Quais as novidades tecnológicas do centro de inteligência?
O trabalho é muito parecido com o que vinha sendo desenvolvido desde os tempos do Mano e do Tite. Mas destaco uma câmera que estamos utilizando. Já utilizávamos a filmagem em plano aberto, que é comum na maioria dos clubes hoje em dia, mas agora temos na Arena uma câmera tática. Acredito que o Corinthians seja o único que tenha esse recurso.

Ela fica no arco da cobertura do estádio, lá no teto, e é controlado por controle remoto. Com este equipamento, nessa posição, é possível ter uma noção de estruturação do espaço mais real. Por outros ângulos, a gente perde um pouco de profundidade. Por essa dá pra ver melhor os espaços que podem ser explorados, por exemplo. Como temos imagens de todos os jogos, vamos criando um banco de dados e estudando nossa própria equipe também.

Estas imagens são usadas durante os jogos ou apenas depois das partidas?
É tudo em tempo real. No intervalo, os vídeos feitos por essa câmera ficam à disposição do Carille. Temos uma cabine na Arena que possui comunicação com o vestiário. Antes do segundo tempo, apresentamos essas imagens ao Carille, caso ele queira, ou vídeos feitos de outro ângulo e também estatísticas.

O Carille gosta de usar estes dados no intervalo ou só em casos específicos?
Gosta. Sempre há um auxiliar com a equipe do CIFUT acompanhando aos jogos. Então, muitas vezes, nem precisamos falar no intervalo, só vamos mostrando a imagem em cima do que é comentado entre o técnico e os auxiliares.

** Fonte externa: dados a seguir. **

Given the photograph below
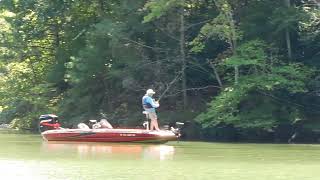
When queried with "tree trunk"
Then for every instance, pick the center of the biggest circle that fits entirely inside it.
(234, 46)
(216, 74)
(183, 59)
(287, 34)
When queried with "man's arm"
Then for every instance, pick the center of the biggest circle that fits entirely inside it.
(153, 103)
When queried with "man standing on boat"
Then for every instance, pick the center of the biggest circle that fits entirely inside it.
(150, 105)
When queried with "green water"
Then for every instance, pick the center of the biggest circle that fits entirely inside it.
(28, 157)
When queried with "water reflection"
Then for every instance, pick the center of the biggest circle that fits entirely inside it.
(161, 152)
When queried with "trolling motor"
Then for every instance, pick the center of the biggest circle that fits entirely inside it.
(177, 130)
(48, 122)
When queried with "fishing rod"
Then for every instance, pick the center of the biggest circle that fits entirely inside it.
(170, 84)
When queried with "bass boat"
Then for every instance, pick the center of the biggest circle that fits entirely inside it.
(51, 131)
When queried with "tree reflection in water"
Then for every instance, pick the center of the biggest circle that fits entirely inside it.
(145, 151)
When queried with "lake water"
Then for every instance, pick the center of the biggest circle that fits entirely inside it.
(29, 157)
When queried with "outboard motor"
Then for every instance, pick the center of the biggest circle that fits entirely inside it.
(177, 130)
(48, 122)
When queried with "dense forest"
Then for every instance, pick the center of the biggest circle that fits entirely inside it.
(231, 69)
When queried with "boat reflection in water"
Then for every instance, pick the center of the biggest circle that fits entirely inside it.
(148, 151)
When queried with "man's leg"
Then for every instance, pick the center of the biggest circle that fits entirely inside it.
(154, 121)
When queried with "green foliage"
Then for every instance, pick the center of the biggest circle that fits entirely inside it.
(250, 104)
(159, 8)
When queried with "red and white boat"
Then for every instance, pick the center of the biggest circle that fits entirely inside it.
(53, 132)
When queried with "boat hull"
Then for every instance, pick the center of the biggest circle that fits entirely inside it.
(109, 135)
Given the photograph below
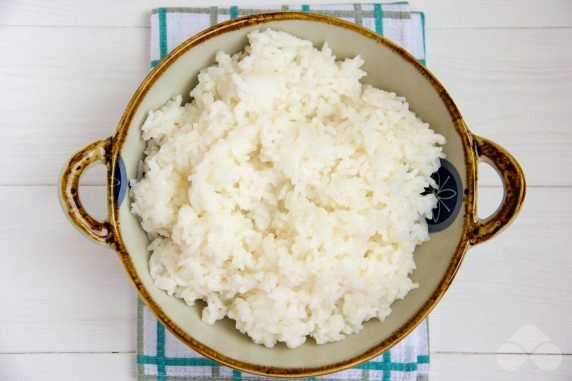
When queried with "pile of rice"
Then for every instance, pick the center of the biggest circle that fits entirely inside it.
(287, 195)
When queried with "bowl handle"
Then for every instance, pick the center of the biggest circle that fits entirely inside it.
(98, 151)
(514, 190)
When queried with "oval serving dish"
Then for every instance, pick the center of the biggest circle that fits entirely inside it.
(454, 227)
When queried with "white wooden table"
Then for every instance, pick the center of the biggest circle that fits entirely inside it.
(68, 68)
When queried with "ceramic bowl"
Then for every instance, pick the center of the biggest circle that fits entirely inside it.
(454, 227)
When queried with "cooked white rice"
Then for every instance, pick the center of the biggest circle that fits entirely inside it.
(287, 195)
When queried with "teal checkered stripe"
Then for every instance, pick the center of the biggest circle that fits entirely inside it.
(381, 366)
(396, 21)
(161, 356)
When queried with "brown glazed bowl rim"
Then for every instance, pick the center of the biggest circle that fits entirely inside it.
(109, 232)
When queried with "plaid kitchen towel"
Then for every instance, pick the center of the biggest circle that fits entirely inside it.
(160, 355)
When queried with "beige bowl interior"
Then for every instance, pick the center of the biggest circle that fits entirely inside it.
(386, 69)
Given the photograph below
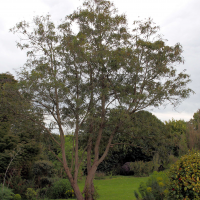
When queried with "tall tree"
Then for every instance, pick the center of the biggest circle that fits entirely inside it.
(79, 77)
(18, 134)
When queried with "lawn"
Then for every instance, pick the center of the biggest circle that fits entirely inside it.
(117, 188)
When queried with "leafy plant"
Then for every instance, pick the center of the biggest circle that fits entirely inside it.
(6, 193)
(155, 188)
(141, 168)
(17, 197)
(69, 193)
(99, 175)
(31, 194)
(184, 177)
(59, 189)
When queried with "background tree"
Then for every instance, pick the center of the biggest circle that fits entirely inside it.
(192, 132)
(178, 137)
(145, 137)
(18, 135)
(78, 78)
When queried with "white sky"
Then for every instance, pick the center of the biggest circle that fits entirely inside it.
(179, 21)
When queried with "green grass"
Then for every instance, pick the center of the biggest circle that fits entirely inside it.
(117, 188)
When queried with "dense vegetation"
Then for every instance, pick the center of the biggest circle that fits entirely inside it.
(96, 83)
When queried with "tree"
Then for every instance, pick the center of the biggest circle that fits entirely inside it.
(79, 77)
(145, 137)
(192, 131)
(177, 131)
(19, 136)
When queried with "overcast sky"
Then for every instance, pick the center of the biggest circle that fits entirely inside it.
(179, 21)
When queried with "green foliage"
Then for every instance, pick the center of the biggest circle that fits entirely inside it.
(142, 137)
(6, 193)
(78, 77)
(69, 193)
(43, 170)
(155, 188)
(178, 138)
(184, 177)
(141, 168)
(31, 194)
(19, 135)
(193, 132)
(100, 175)
(17, 197)
(59, 189)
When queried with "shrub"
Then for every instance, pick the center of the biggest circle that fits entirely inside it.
(31, 194)
(125, 169)
(17, 197)
(99, 175)
(184, 177)
(58, 189)
(140, 168)
(6, 193)
(155, 188)
(69, 193)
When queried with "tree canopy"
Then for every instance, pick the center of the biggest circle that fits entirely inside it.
(79, 76)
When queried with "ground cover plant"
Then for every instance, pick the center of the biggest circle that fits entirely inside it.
(94, 79)
(117, 187)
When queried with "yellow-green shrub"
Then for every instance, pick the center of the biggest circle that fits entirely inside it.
(17, 197)
(184, 177)
(155, 188)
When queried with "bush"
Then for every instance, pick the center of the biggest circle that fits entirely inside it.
(125, 169)
(184, 177)
(140, 168)
(155, 188)
(17, 197)
(31, 194)
(58, 189)
(99, 175)
(6, 193)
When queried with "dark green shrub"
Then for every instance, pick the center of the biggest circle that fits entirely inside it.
(17, 197)
(140, 168)
(99, 175)
(6, 193)
(31, 194)
(184, 177)
(125, 169)
(155, 188)
(58, 189)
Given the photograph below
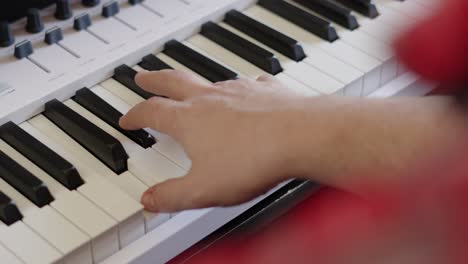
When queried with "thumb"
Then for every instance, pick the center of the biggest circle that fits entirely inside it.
(176, 195)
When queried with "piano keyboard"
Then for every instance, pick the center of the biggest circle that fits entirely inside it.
(71, 179)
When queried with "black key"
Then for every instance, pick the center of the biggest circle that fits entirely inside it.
(111, 116)
(198, 62)
(254, 54)
(45, 158)
(365, 7)
(153, 63)
(302, 18)
(102, 145)
(126, 76)
(332, 11)
(266, 35)
(23, 181)
(9, 213)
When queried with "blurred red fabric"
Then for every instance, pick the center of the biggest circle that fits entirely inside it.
(420, 222)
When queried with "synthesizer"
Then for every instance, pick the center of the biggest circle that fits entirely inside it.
(71, 178)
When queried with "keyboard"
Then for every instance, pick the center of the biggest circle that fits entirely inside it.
(71, 179)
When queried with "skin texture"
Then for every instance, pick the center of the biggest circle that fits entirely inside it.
(245, 136)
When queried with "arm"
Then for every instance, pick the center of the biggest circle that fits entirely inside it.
(245, 136)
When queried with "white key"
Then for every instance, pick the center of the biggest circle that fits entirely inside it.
(88, 166)
(168, 9)
(126, 211)
(242, 66)
(374, 47)
(392, 17)
(8, 257)
(302, 72)
(139, 17)
(123, 99)
(27, 244)
(147, 164)
(368, 66)
(46, 221)
(408, 8)
(123, 92)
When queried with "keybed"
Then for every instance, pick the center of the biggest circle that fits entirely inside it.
(59, 133)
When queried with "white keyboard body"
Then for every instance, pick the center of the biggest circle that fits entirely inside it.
(52, 72)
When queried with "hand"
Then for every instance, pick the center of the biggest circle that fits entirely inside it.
(235, 133)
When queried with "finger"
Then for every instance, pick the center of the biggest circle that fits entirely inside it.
(177, 85)
(266, 78)
(175, 195)
(157, 113)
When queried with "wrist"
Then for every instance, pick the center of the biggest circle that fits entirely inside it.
(312, 135)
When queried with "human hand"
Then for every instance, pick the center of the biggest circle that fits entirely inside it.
(235, 133)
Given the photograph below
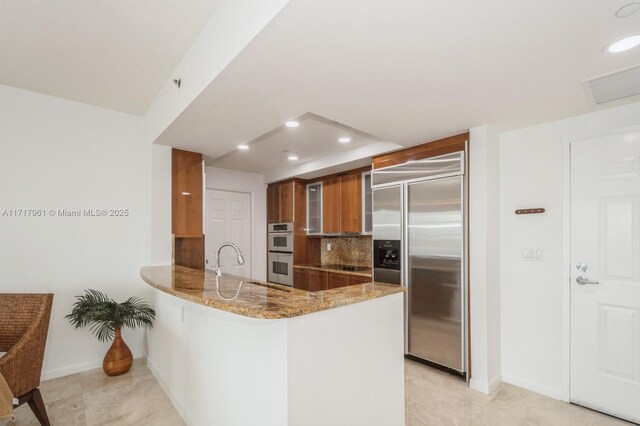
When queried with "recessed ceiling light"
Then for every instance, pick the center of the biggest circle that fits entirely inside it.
(628, 10)
(624, 44)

Os atletas também recebem vídeos, certo?
Sim, mas antes e depois dos jogos, não no intervalo. Enviamos aos jogadores, via WhatsApp, vídeos dos atletas que vão cair no setor deles, com duração de dois minutos e meio aproximadamente. Mandamos de quatro a seis vídeos, dependendo da posição do atleta em questão. Os caras de meio, por exemplo, recebem menos vídeos do que os atacantes, porque têm menos adversários na faixa de campo em que atuam. E no dia seguinte às partidas enviamos um vídeo detalhando como foi a participação do atleta na partida. Além disso, em situações específicas, Carille e auxiliares isolam alguns lances e chamam o jogador em uma sala para correção. Ou mesmo todo o setor, como o defensivo, quando pega os quatro jogadores da primeira linha.

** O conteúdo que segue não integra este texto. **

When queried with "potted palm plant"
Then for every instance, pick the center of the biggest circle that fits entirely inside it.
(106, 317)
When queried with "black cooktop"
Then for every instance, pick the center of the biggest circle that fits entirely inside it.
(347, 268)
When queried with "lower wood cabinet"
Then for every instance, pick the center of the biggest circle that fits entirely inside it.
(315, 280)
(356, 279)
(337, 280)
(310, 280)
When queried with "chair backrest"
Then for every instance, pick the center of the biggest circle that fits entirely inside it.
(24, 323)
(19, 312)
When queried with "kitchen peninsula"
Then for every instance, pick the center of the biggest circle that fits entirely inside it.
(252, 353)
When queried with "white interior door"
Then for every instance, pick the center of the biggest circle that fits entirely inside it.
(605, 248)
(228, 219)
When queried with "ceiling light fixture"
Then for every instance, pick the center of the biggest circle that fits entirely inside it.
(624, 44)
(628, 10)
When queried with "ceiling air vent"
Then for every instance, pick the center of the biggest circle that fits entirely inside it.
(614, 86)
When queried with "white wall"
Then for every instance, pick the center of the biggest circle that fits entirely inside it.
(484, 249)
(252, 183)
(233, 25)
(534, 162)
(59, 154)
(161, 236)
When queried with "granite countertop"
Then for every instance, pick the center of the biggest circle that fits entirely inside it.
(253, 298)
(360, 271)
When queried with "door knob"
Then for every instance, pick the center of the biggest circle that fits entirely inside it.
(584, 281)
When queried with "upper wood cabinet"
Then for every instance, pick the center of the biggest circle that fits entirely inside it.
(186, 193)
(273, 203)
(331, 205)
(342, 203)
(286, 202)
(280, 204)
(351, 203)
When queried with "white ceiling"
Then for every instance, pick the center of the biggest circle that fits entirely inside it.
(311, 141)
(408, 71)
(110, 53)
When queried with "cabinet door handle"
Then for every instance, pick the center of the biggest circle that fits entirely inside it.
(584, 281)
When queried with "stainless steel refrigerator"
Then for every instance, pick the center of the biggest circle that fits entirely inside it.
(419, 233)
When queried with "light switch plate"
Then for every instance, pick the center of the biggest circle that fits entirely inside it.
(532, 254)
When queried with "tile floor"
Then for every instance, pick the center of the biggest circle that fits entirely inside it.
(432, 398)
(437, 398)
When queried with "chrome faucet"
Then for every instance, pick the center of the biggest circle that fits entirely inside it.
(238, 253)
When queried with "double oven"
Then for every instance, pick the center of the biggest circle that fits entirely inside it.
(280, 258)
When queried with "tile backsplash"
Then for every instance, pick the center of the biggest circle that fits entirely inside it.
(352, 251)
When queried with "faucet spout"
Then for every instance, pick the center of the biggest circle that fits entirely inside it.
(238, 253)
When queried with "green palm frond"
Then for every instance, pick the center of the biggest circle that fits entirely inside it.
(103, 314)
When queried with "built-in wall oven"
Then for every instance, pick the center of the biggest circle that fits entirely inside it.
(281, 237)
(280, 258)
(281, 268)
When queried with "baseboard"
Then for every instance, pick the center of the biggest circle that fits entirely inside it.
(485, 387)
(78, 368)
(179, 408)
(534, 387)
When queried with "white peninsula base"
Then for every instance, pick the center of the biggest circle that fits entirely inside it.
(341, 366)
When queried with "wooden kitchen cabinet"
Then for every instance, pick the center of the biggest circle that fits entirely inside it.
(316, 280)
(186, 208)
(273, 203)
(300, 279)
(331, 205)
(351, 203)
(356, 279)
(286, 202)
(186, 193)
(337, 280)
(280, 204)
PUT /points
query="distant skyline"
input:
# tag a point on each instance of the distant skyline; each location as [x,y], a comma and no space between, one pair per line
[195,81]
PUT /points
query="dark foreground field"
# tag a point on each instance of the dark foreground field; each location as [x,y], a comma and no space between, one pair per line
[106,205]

Quais são os jogadores que mais exigem de vocês, gostam de vídeos, estudam...?
Tem vários, mas acho Pablo, Gabriel e Jô são os principais. O Marquinho Gabriel também. Ele quer estudar tudo, é um cara que pede muito mais que os outros.

O CIFUT também filma treinos. Qual o objetivo disso?
A partir dessas imagens, fazemos correções com o Carille e os auxiliares, Cuca, Osmar Loss e Fabinho. São trabalhos específicos. Hoje mesmo fizemos uma abordagem com o Léo Santos, outro dia teve com Carlinhos, Pedrinho... esses últimos que subiram da Copa São Paulo. São trabalhadas técnicas de cabeceio, posicionamento corporal, coisas desse tipo.

Vocês também têm imagens dos atletas da base quando eles sobem?
Também filmamos os treinos e jogos do sub-20. Os bancos de dados da base e do profissional são integrados. A gente tem tudo registrado do que fez na base e no profissional, as duas comissões recebem.

A maioria das contratações do Corinthians nesta temporada deu certo. Qual o papel do CIFUT nisso?
O trabalho de observação é uma via de mão dupla. O CIFUT faz observação da Série B, campeonatos regionais, campeonatos sul-americanos, mas também recebe indicações da comissão técnica e da diretoria. Gosto de deixar claro que não contratamos jogador, nem falamos "esse tem que ser contratado". Se vamos procurar um lateral, por exemplo, listamos as qualidades dele e de outros, como força, técnica, se gosta de jogo apoiado... Dentro do nosso modelo de jogo, apresentamos as opções variadas. Aí a comissão e a diretoria escolhem dentro do que eles pensam para a equipe.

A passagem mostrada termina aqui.